С. К-М. К несчастью, в момент душевной смуты нельзя не обмануть ожиданий даже близких людей. Много друзей во мне разочаровались — я ведь был критиком нашего социализма (но не диссидентом), а сейчас непримиримый «антилиберал». Мне не пришлось сжигать никаких кумиров, но поумнеть (вернее, стать менее глупым) пришлось. Отказаться от советской наивности и доверчивости. Хотя она была огромной ценностью нашего народа, духовной роскошью жителей России. Жить, не будучи «начеку» — это роскошь.

Насчет философии — мне кажется, я влился в тот поток коммунистов, которые не отказались, а преодолели марксизм-ленинизм, пошли дальше. И это — совсем иное, чем ревизионизм западных социал-демократов или наших либералов. Сейчас мы выбираемся из-под обломков, в ранах. И прежде всего должны «восстановить голову». Слава Богу, лучше сохранилась голова у деревенского жителя, а то и хлеба не было бы. Но его за это и сильнее всего сегодня бьют реформаторы.

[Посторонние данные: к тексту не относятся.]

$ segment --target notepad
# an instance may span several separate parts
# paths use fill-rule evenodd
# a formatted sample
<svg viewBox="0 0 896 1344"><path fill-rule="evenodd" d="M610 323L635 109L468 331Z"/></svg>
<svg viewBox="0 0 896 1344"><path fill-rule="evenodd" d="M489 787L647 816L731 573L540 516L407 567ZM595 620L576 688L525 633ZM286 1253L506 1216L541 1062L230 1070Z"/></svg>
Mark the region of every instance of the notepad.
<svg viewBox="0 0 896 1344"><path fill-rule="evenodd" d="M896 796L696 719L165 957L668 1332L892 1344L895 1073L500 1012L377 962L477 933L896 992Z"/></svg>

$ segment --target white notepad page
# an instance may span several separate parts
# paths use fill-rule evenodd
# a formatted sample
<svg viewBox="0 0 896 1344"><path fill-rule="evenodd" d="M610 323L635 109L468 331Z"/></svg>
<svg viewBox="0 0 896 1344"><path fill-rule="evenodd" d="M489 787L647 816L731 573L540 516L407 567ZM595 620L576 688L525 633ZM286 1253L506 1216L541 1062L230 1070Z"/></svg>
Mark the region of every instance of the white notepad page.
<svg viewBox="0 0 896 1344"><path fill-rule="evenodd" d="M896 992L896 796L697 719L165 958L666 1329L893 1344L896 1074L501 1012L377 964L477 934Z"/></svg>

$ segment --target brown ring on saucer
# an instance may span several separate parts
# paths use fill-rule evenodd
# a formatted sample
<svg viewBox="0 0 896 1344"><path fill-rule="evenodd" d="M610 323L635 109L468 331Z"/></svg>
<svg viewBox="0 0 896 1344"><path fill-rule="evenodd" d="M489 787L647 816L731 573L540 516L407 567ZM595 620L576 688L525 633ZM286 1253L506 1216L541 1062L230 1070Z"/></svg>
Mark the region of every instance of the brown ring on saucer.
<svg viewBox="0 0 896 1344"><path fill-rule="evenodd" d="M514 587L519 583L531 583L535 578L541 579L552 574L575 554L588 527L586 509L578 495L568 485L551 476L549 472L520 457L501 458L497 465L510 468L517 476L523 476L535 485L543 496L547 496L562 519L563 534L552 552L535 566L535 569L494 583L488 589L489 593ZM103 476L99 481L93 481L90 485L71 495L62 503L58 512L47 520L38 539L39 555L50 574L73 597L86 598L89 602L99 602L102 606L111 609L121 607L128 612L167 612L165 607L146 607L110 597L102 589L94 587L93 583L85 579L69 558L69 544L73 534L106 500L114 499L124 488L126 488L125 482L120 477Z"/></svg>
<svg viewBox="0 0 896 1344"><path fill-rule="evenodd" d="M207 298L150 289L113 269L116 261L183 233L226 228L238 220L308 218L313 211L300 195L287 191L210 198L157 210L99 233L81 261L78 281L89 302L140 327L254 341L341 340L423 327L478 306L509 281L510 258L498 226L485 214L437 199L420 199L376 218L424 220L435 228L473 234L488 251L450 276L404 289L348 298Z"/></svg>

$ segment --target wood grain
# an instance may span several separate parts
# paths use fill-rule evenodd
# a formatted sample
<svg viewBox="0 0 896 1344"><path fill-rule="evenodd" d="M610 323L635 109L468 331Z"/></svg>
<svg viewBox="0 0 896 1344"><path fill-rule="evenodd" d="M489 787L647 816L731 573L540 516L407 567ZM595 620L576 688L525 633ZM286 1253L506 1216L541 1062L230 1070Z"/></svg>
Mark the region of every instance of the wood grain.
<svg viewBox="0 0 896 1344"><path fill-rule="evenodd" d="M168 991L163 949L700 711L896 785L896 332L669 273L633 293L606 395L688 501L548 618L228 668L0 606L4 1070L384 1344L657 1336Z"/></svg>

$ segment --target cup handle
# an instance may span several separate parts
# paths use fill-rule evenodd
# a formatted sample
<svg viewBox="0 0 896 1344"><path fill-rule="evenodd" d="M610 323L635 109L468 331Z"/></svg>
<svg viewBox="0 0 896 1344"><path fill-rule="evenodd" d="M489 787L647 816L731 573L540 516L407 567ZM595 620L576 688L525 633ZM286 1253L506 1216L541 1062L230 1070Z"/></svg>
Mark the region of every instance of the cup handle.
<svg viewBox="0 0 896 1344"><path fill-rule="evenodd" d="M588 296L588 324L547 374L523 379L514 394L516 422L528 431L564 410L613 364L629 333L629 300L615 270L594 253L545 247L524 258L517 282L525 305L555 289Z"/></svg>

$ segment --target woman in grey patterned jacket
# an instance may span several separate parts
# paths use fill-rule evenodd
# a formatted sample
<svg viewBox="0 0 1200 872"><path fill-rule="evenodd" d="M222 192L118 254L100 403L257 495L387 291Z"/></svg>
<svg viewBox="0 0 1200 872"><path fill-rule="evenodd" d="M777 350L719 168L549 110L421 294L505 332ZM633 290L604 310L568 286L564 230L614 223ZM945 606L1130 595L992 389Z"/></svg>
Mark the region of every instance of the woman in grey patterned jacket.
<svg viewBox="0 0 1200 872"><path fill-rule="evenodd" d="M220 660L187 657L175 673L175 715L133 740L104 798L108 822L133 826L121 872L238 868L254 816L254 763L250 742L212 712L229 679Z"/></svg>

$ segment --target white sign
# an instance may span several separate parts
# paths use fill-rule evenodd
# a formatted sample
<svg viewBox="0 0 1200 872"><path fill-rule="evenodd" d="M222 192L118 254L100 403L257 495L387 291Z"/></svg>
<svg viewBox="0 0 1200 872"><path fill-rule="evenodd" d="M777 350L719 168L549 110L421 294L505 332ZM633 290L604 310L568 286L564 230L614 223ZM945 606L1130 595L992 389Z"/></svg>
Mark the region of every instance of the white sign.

А язык — это просто возврат к нормальному русскому языку. Я представляю, как бы объяснил то, что происходит, мой дед — и стараюсь так и написать.

В.К. Что же, все-таки, определило эту возможность представить себе, «как сказал бы дед»? Ведь идеология заставляла говорить иначе.

С. К-М. Каюсь, я старался от нее защититься, хитрил. Радио не слушал, а если читал газету, искал изъяны и противоречия. Человек не беззащитен. Да и повезло в жизни. Трудности не были непереносимыми, а мои грехи были достаточно тяжелы, чтобы грызла совесть, но не так тяжелы, чтобы она меня сожрала. Боюсь, что перестройка так легко удалась потому, что у большинства, особенно у молодежи, совесть была чиста — и душа обленилась.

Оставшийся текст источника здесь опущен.